Oosthoek Encyclopedie

Oosthoek's Uitgevers Mij. N.V (1916-1925)

Gepubliceerd op 13-12-2021

marmerbeenziekte

betekenis & definitie

v., (ook: ziekte van Albers-Schönberg, osteopetrosis, hyperostose), een beenmergziekte die de pijpbeenderen doet vermarmeren, d.w.z. het beenmerg wordt vervangen door compact bot.

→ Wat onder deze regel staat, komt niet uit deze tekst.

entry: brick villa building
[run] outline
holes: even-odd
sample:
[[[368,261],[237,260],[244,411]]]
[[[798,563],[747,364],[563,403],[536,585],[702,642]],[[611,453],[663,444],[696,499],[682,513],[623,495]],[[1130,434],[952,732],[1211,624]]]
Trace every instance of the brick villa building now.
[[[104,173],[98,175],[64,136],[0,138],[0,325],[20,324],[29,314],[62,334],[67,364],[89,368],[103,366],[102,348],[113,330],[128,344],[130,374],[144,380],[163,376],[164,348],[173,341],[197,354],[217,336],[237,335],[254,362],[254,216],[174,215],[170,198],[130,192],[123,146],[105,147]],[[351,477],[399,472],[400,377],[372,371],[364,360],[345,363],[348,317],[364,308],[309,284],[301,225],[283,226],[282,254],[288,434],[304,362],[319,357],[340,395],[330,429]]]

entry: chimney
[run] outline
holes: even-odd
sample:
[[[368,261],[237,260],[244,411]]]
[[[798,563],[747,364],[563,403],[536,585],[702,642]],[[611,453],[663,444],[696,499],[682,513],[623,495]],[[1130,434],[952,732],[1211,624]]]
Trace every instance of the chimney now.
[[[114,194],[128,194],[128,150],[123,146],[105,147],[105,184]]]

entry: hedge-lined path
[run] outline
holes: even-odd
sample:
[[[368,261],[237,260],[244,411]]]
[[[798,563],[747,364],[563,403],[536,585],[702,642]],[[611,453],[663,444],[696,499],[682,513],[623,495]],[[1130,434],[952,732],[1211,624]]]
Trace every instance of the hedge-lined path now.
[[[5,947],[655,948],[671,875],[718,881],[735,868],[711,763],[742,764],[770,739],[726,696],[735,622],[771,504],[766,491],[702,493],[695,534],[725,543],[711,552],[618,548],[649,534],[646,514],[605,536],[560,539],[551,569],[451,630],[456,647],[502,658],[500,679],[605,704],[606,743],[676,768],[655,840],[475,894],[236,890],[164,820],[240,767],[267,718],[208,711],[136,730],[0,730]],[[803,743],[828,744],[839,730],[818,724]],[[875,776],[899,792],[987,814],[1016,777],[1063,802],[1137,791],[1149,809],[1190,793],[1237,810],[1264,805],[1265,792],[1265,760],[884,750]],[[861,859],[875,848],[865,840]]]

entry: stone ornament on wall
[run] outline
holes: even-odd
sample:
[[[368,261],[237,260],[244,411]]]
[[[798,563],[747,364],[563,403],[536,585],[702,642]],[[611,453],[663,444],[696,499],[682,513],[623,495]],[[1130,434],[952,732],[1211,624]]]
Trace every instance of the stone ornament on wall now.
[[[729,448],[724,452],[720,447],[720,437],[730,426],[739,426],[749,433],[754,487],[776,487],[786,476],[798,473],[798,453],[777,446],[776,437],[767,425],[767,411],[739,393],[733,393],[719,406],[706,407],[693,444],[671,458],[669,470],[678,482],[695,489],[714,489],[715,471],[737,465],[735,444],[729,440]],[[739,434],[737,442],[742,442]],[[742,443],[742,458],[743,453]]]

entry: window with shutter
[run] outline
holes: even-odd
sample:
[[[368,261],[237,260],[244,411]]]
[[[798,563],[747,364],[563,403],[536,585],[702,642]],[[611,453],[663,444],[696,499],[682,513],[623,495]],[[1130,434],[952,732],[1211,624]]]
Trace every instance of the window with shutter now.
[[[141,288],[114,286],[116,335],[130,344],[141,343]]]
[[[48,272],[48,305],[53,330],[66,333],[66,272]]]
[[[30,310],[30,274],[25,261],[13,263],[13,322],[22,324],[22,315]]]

Bij marmerbeenziekte treedt niet zelden bloedarmoede op aangezien de aanmaak van bloedcellen o.a. in het beenmerg plaatsvindt. De lever, milt en lymfknopen zetten op ten gevolge van het zwaardere beroep dat op hun bloedaanmaak-capaciteit wordt gedaan. Marmerbeenziekte bestaat in twee vormen:

1. de recessief erfelijke vorm, gekenmerkt door dichte en broze botstructuur, macrocefalie, progressieve doof-en blindheid; deze vorm treedt op in de zuigelingenleeftijd; behandeling met corticosteroïden kan het proces vertragen;
2. de dominant erfelijke vorm, gekenmerkt door een minder ernstig verloop; het meest opvallend kenmerk is het optreden van pathologische fracturen. De diagnose wordt langs röntgenologische weg bevestigd. De oorzaak is onbekend.